The third point is the one on which the scientific debate has focused the most, and this in turn influenced political decisions which, regarding masks, were largely — and unfortunately for a long time — not the best ones. What follows is not a partisan political judgment, because in our country, as in other Western countries, no political side — neither government nor opposition — has been able to act as a proper guide in the months following the beginning of the pandemic.

• First critical decision: communicating that masks are not useful. Until early April, this was the position of Western Ministries of Health. It would have been better to say: masks are useful, they are currently not available, make them yourselves, and here is how.
• Second critical decision: the DPCM 17 of March 18, 2020 It required surgical masks and EU-standard respirators (FFP2) for all workers without first verifying availability, and in contrast with the public message of the time (that masks were unnecessary), which lasted until early April. In Italy, production of masks and respirators was non-existent at that time. The consequence was that Italy was flooded with imported Chinese masks, mostly made according to Chinese standards and therefore obviously non-compliant with European standards. As a result, they were seized in large quantities and left unused in customs warehouses across the country. It would have been better not to block them — the benefit would have been much greater than the risk.
• Third critical decision: giving Inail the responsibility of evaluating FFP2 masks without creating a control laboratory. Reaction times were incompatible with the emergency. It took about a month to evaluate a small number of masks, without laboratory tests, based solely on unverified self-certifications. It would have been better to establish a control laboratory to test as many masks as possible and publish the results.
• Fourth critical decision: from late March, expropriating imported masks. This caused a dramatic slowdown in the importation of masks. It would have been better not to do this — or, if absolutely necessary to supply healthcare workers and essential categories, to pay for the expropriated goods immediately, in order not to discourage importers. Instead, expropriations were paid two months later, severely delaying availability for ordinary people.
• Fifth critical decision: imposing a fixed price on surgical masks This was based on the assumption that Italian companies were ready to produce 660 million pieces. If you impose a price, you need to be like Apple: from tomorrow the product must be in stores, fully organized, with complete control of the supply chain. Instead, this measure further slowed imports — and for months masks were impossible to find because there were not even machines available to produce them in Italy or Europe. The two companies that Civil Protection had commissioned to produce 25 machines each had not yet finished receiving the components for the first machine. They “promised the iPhone in stores at a fixed price on April 26,” but by May 9 the welding line needed to fix the screen was still missing. It would have been better not to impose the price — the market would have adjusted itself shortly after, as indeed happened, without making masks unavailable for two months.
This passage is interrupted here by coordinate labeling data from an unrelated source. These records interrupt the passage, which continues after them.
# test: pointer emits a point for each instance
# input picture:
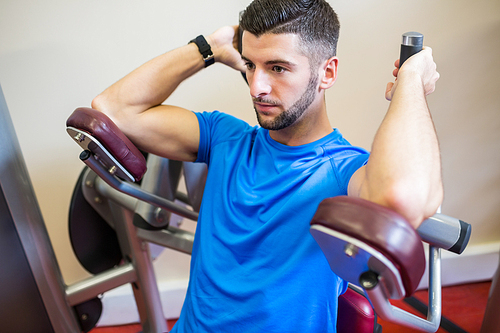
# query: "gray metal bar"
(162, 179)
(95, 285)
(173, 238)
(135, 191)
(445, 232)
(24, 209)
(389, 312)
(145, 288)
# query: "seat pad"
(379, 227)
(104, 130)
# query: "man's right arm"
(134, 102)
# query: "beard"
(290, 116)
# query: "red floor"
(464, 305)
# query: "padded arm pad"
(104, 130)
(381, 228)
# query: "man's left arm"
(404, 169)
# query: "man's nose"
(259, 84)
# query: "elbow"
(414, 206)
(99, 103)
(102, 103)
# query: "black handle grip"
(412, 43)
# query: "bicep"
(165, 130)
(356, 182)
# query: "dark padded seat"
(104, 130)
(381, 228)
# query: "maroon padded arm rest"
(381, 228)
(104, 130)
(355, 313)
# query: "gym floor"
(463, 310)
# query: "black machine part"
(412, 43)
(94, 241)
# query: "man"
(254, 266)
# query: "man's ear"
(329, 73)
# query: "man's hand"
(422, 64)
(224, 44)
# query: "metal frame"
(59, 298)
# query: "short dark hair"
(314, 21)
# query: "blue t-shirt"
(255, 267)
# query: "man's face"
(282, 85)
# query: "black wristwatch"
(204, 49)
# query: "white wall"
(57, 55)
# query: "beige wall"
(57, 55)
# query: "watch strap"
(205, 50)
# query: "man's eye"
(249, 66)
(278, 69)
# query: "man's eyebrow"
(273, 62)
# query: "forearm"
(404, 170)
(151, 84)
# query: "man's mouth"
(265, 106)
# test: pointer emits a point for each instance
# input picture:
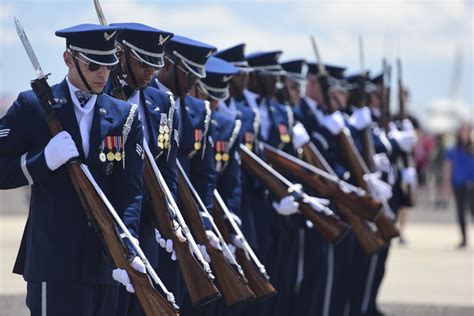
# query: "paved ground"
(426, 277)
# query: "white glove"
(379, 190)
(409, 176)
(165, 244)
(407, 126)
(404, 139)
(382, 163)
(236, 241)
(204, 253)
(286, 206)
(59, 150)
(319, 204)
(121, 276)
(334, 122)
(213, 240)
(361, 118)
(300, 135)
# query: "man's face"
(186, 79)
(240, 81)
(141, 71)
(293, 90)
(95, 79)
(313, 89)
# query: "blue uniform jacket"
(226, 134)
(159, 108)
(57, 243)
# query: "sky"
(425, 34)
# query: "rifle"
(99, 210)
(350, 201)
(328, 224)
(254, 270)
(232, 283)
(198, 277)
(353, 159)
(406, 158)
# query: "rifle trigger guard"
(296, 190)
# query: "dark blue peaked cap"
(94, 42)
(218, 74)
(266, 63)
(333, 71)
(192, 53)
(294, 69)
(235, 55)
(377, 80)
(145, 42)
(353, 82)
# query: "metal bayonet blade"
(28, 48)
(321, 66)
(100, 13)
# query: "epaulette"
(256, 126)
(127, 127)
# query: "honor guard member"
(184, 65)
(61, 255)
(140, 49)
(276, 233)
(225, 132)
(236, 102)
(399, 140)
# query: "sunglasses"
(142, 64)
(188, 75)
(92, 66)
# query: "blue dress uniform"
(157, 115)
(278, 235)
(225, 131)
(61, 256)
(195, 147)
(250, 119)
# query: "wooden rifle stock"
(257, 282)
(152, 301)
(330, 226)
(327, 186)
(233, 287)
(200, 286)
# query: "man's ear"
(68, 59)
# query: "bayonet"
(29, 49)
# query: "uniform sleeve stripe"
(25, 169)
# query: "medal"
(102, 156)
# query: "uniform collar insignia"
(162, 39)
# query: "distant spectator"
(460, 168)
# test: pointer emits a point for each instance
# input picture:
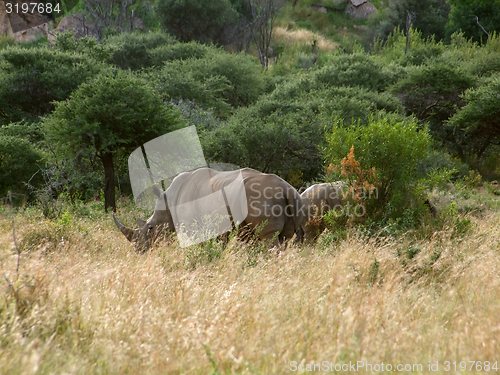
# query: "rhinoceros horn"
(128, 232)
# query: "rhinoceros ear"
(157, 190)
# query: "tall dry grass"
(83, 303)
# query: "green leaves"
(31, 79)
(394, 148)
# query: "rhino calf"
(259, 200)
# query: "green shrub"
(132, 51)
(358, 70)
(32, 79)
(394, 149)
(281, 142)
(219, 80)
(177, 51)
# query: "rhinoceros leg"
(128, 232)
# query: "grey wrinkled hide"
(269, 200)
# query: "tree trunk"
(484, 147)
(109, 181)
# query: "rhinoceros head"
(149, 230)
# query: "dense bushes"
(18, 157)
(394, 149)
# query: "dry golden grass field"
(83, 302)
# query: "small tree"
(110, 116)
(264, 13)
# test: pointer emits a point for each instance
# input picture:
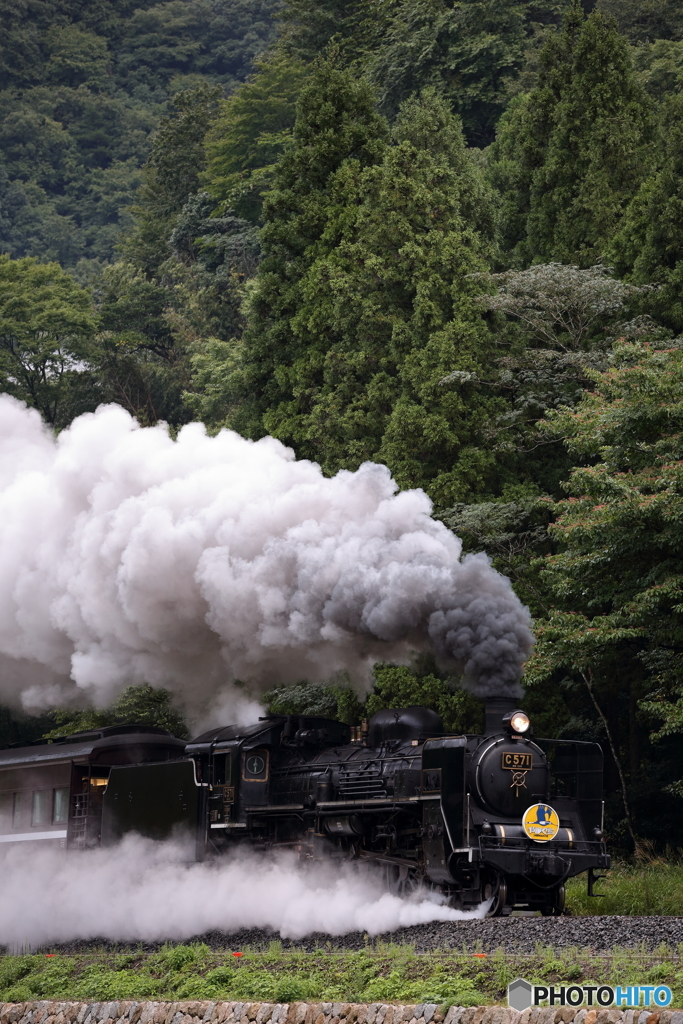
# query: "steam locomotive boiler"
(502, 818)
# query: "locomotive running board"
(338, 805)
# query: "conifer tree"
(336, 122)
(382, 310)
(648, 247)
(577, 151)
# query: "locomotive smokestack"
(496, 708)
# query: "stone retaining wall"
(127, 1012)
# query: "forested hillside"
(446, 237)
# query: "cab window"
(41, 807)
(60, 806)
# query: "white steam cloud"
(145, 891)
(127, 556)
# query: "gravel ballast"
(519, 935)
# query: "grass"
(377, 974)
(650, 888)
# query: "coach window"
(16, 809)
(60, 806)
(41, 810)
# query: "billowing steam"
(128, 557)
(150, 891)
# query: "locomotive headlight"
(519, 722)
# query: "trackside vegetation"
(378, 973)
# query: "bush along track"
(378, 974)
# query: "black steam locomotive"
(503, 817)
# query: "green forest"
(441, 235)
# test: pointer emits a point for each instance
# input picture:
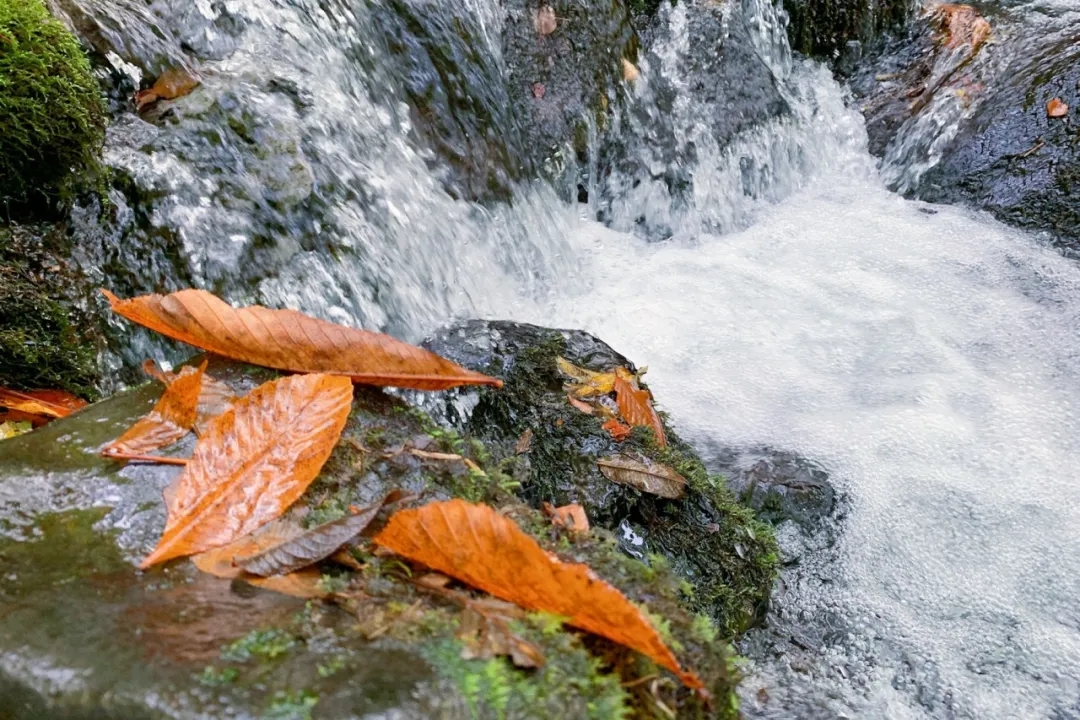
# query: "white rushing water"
(930, 358)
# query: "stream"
(927, 355)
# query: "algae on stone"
(51, 109)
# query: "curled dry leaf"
(571, 517)
(652, 477)
(961, 26)
(39, 406)
(315, 544)
(10, 429)
(484, 637)
(617, 430)
(478, 546)
(288, 340)
(635, 405)
(215, 396)
(171, 84)
(544, 19)
(580, 405)
(170, 420)
(254, 462)
(585, 383)
(220, 561)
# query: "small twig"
(158, 459)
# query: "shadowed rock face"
(835, 30)
(1010, 158)
(970, 126)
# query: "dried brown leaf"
(635, 405)
(254, 462)
(478, 546)
(316, 543)
(571, 517)
(170, 420)
(617, 430)
(288, 340)
(652, 477)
• Sixth correct decision: for those who do not work in high-risk environments, DIY masks are suitable. We published a scientifically based video on how to make your own mask. We did not spend several thousand euros to test these DIY masks in a laboratory, but we trust those who have done so authoritatively and with no personal interest. Protection results at 80%. If everyone always had 80% personal protection, it would be as if we reduced the R₀ index from 3 to 0.6 — a remarkable result, considering that during the first wave it took two and a half months to bring the R₀ from 3 to 0.6 in Lombardy. It is important to keep in mind that a well-made DIY mask is better than a poorly made community mask. Laboratory studies on the protective index of a very wide range of materials are available. Therefore, it is important to research properly before choosing this option.